The wide range of scores in the four domains of diabetes burden (−75-0) indicates that the scale discriminates between young persons with different levels of perceived burden of diabetes.
As hypothesized, ‘Check your health’ discriminated well between reported disease severities in both physical and emotional health and physical and emotional burden of diabetes. It also revealed a gender difference in reported physical health and QoL as well as burden on QoL. Previous findings have shown a correlation between gender and emotional health (4–6), but this was not the case in this study.
Our study supports previous findings that the lower the HbA1c, the better the QoL. The burden domain discriminated well between teenagers with different HbA1c values, but the correlation with perceived health was weaker. There are indications that metabolic control may correlate with HRQL, but the results of different studies are conflicting (5,6,19).
It seems as though the burden dimension in the instrument ‘Check your health’ is more sensitive than the perceived health dimension, which was also shown in the adult validation test (10).

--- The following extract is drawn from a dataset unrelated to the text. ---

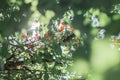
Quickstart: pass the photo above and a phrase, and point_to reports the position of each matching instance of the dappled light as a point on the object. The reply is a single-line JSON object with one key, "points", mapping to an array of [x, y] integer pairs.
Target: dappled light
{"points": [[59, 40]]}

Convergent validity was moderate in a comparison of the ‘Check your health’ questionnaire with the same four domains in the DCGM-37 (0.66–0.27). This is difficult to explain, because we have shown both good reliability and discriminant validity in the tested instrument.
Perceived mental health in ‘Check your health’ correlated with mental health and QoL in the DCGM-37, while perceived QoL was correlated with both mental health and QoL. There seems to be an overlap between mental health and QoL in the DCGM-37 questionnaire.
‘Check your health’ was found to be very suitable and easy for teenagers to complete, and because the tests were promising it seems important to continue to compare ‘Check your health’ with other measures. The measures KINDL and PedsQl are generic measures with diabetes-specific modules, which may be used in future comparisons (9).
‘Check your health’ is a new instrument and does have some limitations. For instance, it is only available in Swedish. The instrument also has to be used in a larger group of patients to obtain normative scores for both HRQL and burden of diabetes. To allow comparisons between parent and child, a proxy version is needed. Investigating the concordance between a child and a proxy report is often part of the development of a new instrument for children (9). If ‘Check your health’ is to be used as a proxy report, an assessment of concordance is needed.
The instrument ‘Check your health’ is well accepted by young persons with diabetes, is very easy and fast to complete, and may be a suitable tool for measuring HRQL and burden of diabetes. It showed acceptable reliability and validity. The instrument must be used in a larger population, however, to obtain normative scores. The ‘Social relations and social burden’ dimension is more suitable for screening patients with low health or high burden than for detecting improvements in patients.
The authors are grateful to all teenagers in the study as well as to the diabetes nurses for assistance in the distribution of the questionnaires to the teenagers.
This study was supported by the Swedish Diabetes Federation, the Swedish Child Diabetes Foundation and Svenska Diabetesstiftelsen.